“You’re cinched, swing up!” Virgil said.
“Where are the others?” I said as I swung up on the back of the roan.
“Drunk,” Virgil said. “Commingling with a wild bunch of whores, but if they heard the shots, they’re getting their wits about ’em... this way.”
Virgil and I took off south at a clip. Virgil rode fast, pulling one horse, and I was behind him, pulling the other. We quickly skirted around and came up on the backside of the west end of town. Virgil slowed and pulled up short behind an outbuilding and dismounted. He pointed to the backside of a white house.
“That house there,” Virgil said. “They’re in the front parlor, don’t appear they heard nothing.”
I dismounted. We tied the horses behind the outbuilding and moved closer on foot.
“I came to the end of the street,” Virgil said. “Heard music. I stayed in the dark, got up on the porch and looked inside. They were dancing, singing. One of the women was sawing on a fiddle, another beating a piano. The windows were fogged over. Men singing, but all I could see was the whores doing the music and dancing about naked.”
“Just like we figured,” I said.
“Is,” Virgil said. “Didn’t see men, though. Then I got a glimpse of the back of a man sitting on a sofa between two whores. He had a white bandage wrapped around his head.”
“Vince.”
“Damn straight Vince; not anybody else wrapped up like that.”
“You didn’t see any others?”
Virgil shook his head.
“Just Vince, but I heard the others. They are in there,” Virgil said. “I got off the porch, walked to the back of the building, but I did not see the horses. I thought, like we talked about, they must have hobbled, or picketed somewhere. Then I heard a horse flapping his lips. I followed the sound, walked around that water shed there, and on the backside found the horses. They were saddled, loose cinches, and had their bridles hanging over their saddles.”
“You figured you’d just get them.”
“I did. I could hardly hear the music from there, but they were still carrying on. I figured since it was dark and them boys being occupied with the whores, I’d move off with the horses.”
A big wagon pulled by six mules passed behind us. We watched until it moved on past us.
“I gathered up the horses,” Virgil said, “walked off, back that way. I was halfway down the alley, headed toward the street, but was interrupted by the bandito in his undergarments with his quick-draw rig strapped on his hip.”
“He followed you?”
“No. He was there in the alley, retching up a gullet of turned whiskey. He looked up as I was walking by, wiping his mouth. He looked at the horses. It took him a moment to figure out one of the horses was a horse he’d previously been riding. He stepped back, quick-like, and asked me what I was doing. I told him I was taking my horse, taking my deputy’s horse, too, and while I was at it, taking his horse and one other to boot. He told me if I took another step he’d have to shoot me. I took another step. He pulled, and I shot him in the collarbone. He took off like a pheasant. I was between him and the whores’ place, so he went through the alley there toward where you were. I would have shot him again, but I had my hands full with the horses. He shot two wild shots at me as he was on the run down the alley. A moment or two later, you shot him.”

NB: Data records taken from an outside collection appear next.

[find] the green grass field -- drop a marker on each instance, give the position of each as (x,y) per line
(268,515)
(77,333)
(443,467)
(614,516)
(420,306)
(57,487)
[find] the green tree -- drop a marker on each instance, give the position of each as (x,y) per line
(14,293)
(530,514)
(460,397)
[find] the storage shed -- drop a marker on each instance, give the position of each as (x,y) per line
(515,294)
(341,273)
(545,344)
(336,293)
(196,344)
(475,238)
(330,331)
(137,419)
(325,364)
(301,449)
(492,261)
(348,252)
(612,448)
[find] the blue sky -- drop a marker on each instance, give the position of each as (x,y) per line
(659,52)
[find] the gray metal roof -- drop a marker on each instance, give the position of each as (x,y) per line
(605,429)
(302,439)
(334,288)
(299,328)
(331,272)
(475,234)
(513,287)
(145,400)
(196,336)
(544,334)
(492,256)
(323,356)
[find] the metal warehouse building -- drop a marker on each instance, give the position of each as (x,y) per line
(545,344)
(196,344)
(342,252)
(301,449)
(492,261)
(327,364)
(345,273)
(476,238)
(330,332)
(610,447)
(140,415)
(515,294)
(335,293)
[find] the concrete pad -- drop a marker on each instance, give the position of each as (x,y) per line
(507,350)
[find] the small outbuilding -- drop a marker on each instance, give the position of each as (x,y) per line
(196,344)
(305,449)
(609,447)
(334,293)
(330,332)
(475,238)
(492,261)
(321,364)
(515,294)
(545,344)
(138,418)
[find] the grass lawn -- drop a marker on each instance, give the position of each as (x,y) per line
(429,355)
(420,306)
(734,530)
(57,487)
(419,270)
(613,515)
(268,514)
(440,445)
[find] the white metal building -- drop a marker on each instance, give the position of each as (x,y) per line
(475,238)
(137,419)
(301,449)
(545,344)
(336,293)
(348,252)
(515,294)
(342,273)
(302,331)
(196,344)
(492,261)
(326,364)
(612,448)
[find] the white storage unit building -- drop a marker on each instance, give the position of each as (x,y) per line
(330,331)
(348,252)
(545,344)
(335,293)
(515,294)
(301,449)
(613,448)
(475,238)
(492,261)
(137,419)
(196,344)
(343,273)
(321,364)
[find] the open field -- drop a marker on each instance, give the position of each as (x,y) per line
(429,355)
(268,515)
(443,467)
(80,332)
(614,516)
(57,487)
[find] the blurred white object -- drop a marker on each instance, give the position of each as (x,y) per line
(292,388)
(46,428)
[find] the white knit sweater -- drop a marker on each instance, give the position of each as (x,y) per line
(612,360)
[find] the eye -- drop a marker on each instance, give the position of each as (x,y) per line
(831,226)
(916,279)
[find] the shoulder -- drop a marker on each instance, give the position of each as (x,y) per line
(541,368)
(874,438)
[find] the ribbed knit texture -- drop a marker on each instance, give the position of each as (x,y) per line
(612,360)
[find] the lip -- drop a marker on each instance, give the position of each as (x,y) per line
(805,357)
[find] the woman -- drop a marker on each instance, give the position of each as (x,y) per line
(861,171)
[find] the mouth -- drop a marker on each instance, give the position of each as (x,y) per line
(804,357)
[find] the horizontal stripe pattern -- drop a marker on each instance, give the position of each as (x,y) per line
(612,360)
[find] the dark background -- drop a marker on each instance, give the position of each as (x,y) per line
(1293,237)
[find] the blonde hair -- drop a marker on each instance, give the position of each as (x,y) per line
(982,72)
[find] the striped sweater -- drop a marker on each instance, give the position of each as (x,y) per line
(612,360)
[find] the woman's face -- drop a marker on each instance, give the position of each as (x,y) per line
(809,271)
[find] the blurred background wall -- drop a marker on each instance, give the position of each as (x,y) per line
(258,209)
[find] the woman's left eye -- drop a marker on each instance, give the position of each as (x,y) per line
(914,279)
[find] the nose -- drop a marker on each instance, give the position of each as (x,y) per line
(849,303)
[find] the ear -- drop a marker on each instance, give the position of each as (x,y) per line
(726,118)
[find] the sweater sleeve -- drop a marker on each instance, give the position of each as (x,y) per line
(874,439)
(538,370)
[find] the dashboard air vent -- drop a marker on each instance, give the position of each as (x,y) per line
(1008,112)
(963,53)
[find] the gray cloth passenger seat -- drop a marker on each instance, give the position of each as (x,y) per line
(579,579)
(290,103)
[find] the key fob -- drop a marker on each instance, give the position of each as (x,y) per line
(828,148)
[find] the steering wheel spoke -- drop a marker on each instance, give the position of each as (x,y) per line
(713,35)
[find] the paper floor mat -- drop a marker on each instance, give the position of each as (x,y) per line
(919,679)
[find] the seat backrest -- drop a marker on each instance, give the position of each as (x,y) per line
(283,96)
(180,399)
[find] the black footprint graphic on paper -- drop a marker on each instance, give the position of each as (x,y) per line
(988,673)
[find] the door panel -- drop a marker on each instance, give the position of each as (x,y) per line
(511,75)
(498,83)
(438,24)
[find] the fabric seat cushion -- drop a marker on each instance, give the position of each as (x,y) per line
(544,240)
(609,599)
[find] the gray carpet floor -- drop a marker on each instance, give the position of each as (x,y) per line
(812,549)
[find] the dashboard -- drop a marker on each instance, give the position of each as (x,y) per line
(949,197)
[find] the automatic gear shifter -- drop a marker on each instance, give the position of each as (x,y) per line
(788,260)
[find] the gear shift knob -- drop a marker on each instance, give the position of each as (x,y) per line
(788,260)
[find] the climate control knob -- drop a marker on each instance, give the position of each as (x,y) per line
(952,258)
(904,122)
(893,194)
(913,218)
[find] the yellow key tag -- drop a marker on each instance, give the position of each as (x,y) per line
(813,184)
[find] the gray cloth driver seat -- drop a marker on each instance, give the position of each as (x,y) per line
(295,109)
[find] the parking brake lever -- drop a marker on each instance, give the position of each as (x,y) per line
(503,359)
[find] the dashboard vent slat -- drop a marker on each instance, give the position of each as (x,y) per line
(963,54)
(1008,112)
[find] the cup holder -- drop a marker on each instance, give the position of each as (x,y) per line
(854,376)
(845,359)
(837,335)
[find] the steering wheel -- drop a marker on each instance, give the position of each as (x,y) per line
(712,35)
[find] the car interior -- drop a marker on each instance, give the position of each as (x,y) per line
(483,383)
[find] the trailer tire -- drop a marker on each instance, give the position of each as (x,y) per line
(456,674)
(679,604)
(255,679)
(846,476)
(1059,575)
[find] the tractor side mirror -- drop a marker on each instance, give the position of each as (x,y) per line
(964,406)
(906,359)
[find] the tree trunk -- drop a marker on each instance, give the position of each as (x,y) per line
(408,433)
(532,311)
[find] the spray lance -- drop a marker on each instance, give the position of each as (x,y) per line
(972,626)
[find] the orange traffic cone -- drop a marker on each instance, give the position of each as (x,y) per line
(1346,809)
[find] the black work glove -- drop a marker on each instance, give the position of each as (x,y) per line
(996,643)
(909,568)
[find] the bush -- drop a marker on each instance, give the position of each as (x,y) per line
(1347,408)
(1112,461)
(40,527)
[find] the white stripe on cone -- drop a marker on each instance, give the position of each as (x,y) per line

We moved up near the clothesline behind the whorehouse, where the horses had been picketed. We found a secure place and kept watch on the backside of the whorehouse.
“Don’t see anybody,” I said.
“Front parlor is where they are.”
“Maybe they’re putting the pieces together,” I said. “Just moving slow.”
“Might be. The undergarment fellow was firmly liquored up. No doubt they’re all a flush lot.”
“They can’t see where the horses were picketed from where they are in the house there,” I said.
“No, they can’t.”
“Dumb of them.”
“It was,” Virgil said.
“Pussy will do that to a man.”
“It will.”
“Make a man do dumb things.”
“It does.”
“Like what they have done here tonight.”
“Yep,” Virgil said.
“Mix it with sour mash and whatever smidgen of smarts they had left, slips sideways, right out of the saddle.”
“Lookie here?” Virgil pointed.
A door opened from the front parlor. There was now light spilling into the back room. We could hear the music from the parlor and could see someone moving inside.
“Sounds like they’re still at it,” I said.
“Does.”
“They didn’t hear the shots.”
“Don’t seem so,” Virgil said.
“They got no idea.”
“Nope.”
“Unless it’s a trap.”
Virgil shook his head.
“No,” Virgil said. “They got no seesaw for that.”
The back door opened.
“Here we go,” Virgil said.
A strong-looking, smaller man stepped out onto the porch.